ONU cobra Brasil por mortes em abortos de risco
Jamil Chade, de O Estado de S.Paulo – 18/02/2012
Especialistas da ONU estimam em 200.000 o número de mortes por ano relacionadas ao abortamento inseguro no país. Para eles, a criminalização do aborto está ligada à alta taxa de mortes por ano.
GENEBRA – O governo de Dilma Rousseff foi colocado nesta sexta-feira, 17, contra a parede pelos peritos da ONU, que acusam o Executivo de falta de ação sobre a morte de 200 mil mulheres por ano por conta de abortos inseguros e pedem que o País supere suas diferenças políticas e de opinião para salvar essas vítimas.
A entidade realizou seu exame sobre a situação das mulheres no Brasil e não poupou críticas ao governo. “O que é que vocês vão fazer com esse problema político enorme que tem?”, cobrou durante a plenária a perita suíça Patricia Schulz.
Para os especialistas da ONU, a criminalização do aborto está ligada à alta taxa de mortes por ano.
Durante a 51.ª sessão do Comitê para a Eliminação da Discriminação contra a Mulheres, em Genebra, a ministra da Secretaria de Políticas para as Mulheres, Eleonora Menicucci, em suas cinco horas de debates não concede um ais de dois minutos para tratar do assunto. Um dia antes da reunião, ela disse que não abria mão de suas convicções pessoais em relação ao aborto.
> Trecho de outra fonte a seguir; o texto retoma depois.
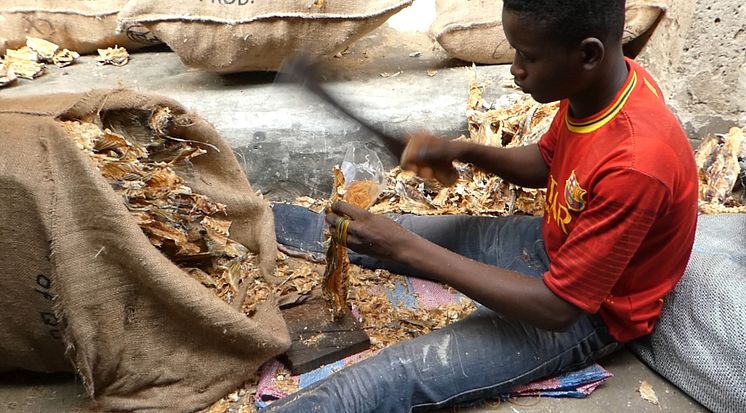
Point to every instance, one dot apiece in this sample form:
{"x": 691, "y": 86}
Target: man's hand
{"x": 430, "y": 157}
{"x": 370, "y": 234}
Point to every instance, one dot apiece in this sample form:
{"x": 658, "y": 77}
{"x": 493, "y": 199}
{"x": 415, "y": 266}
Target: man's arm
{"x": 513, "y": 294}
{"x": 510, "y": 293}
{"x": 431, "y": 157}
{"x": 523, "y": 165}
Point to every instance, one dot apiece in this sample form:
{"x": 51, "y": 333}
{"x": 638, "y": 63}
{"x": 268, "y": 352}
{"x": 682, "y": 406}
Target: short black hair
{"x": 574, "y": 20}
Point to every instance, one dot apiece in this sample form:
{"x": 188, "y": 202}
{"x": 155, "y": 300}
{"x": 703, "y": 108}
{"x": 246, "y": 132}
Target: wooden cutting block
{"x": 318, "y": 339}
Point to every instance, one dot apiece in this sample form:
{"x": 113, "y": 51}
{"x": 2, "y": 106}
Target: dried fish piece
{"x": 6, "y": 77}
{"x": 24, "y": 63}
{"x": 517, "y": 120}
{"x": 647, "y": 393}
{"x": 719, "y": 169}
{"x": 336, "y": 274}
{"x": 44, "y": 49}
{"x": 117, "y": 56}
{"x": 65, "y": 57}
{"x": 24, "y": 53}
{"x": 182, "y": 224}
Mas garantiu que apresentaria à ONU as “diretrizes do governo”.
A ministra admitiu que o aborto está entre as cinco principais causas de mortes de mulheres no País,enquanto uma representante do Ministério da Saúde indicou que existem em funcionamento 60 serviços credenciados para realizar abortos dentro da lei e que essa rede será ampliada.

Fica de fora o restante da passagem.